Abdullah the Belgian preaches, working himself into a lachrymose frenzy. “We will capture your women as you captured our women. We will orphan your children as you orphaned our children.”

“This generation of children is the generation of the caliphate, who will fight the infidels and the apostates,” Abu Mosa explains. A nine-year-old says that after Ramadan he will go to a camp “to learn to shoot the Kalashnikov to fight the Russians, the Americans, the infidels.” Daoud, 14, wants “to join IS and kill with them ...”

Dairieh attends a night-time celebration of the establishment of the caliphate, complete with flag-waving, testimonials and singing – “Beautiful virgins are calling . . .” He then goes on patrol with the Hisbah, or morals police.

With a smile on his face and a Kalashnikov swung over his shoulder, Abu Obida, the leader of the patrol, forces a shopkeeper to take down a western cinema poster.

It shows only men’s faces, but, Abu Obida explains, “we don’t want infidels”.

Only woman

We briefly glimpse the only woman in the entire 44-minute documentary. “Is she your wife?” Abu Obida asks the man walking alongside her. She is veiled from head to toe in black, with only a slit for her eyes.

“Tell her to change the fabric of her veil, because we can see through it. And not to hold her skirts up when she walks, because we can see underneath. Is she your wife, or are you sharing her with people?”

In Raqqa prison, men accused of possessing drugs or alcohol, of smoking in public or swearing, stoically await flogging – or worse. In the presence of their guards, the prisoners thank the Islamic State for bringing them back to the straight and narrow.

“We aim to build an Islamic state to cover every aspect of people’s lives,” Abu Mosa, the press officer, explains. “No one dares steal from Muslims, because the state is enforcing Sharia and the punishment is cutting off hands.”

On a public square in Raqqa, a dead man, allegedly a murderer, hangs limp from a cross, his face covered with a black cloth.
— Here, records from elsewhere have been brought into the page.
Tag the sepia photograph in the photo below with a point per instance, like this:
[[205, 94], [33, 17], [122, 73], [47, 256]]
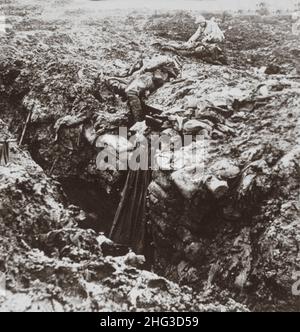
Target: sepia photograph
[[149, 158]]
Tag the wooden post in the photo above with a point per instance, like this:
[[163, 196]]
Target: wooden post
[[4, 150], [26, 125]]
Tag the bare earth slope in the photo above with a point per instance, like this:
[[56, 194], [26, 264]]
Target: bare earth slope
[[245, 246]]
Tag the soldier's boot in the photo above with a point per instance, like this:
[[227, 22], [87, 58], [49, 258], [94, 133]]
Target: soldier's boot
[[135, 105]]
Men and boys gather round, photographing the crucifixion with their iPhones.

Asked whether the Islamic court where he works meets international standards of justice, Haidara, a clerk, replies: “Of course not. We aim to satisfy God. That’s why we don’t care about international standards.”

Indoctrination

More boys are indoctrinated at the Islamic centre, formerly an Armenian Catholic church. “We have broken America in two. We have annihilated the countries of Europe. We have brought back the caliphate,” they sing. A child speaks to camera: “We promise you bombs and explosives.”

The Islamic State dismantled the Syrian-Iraqi border in June, with jubilation. “When we crossed, these were our passports,” says a fighter called Abu Laith al Jazerwe, brandishing a sword. “We Muslims will enforce Sharia. Sharia cannot be enforced without weapons,” he continues, driving his sword into the ground for emphasis.

Ten days ago, the US began bombing IS positions in northern Iraq. The bombing has brought some relief to hundreds of thousands of Yazidi and Christian refugees who fled IS’s dramatic advance. But, Vice News notes, it has had little impact on IS capabilities. The group now controls 35,000 sq kms, an area roughly the size of Jordan.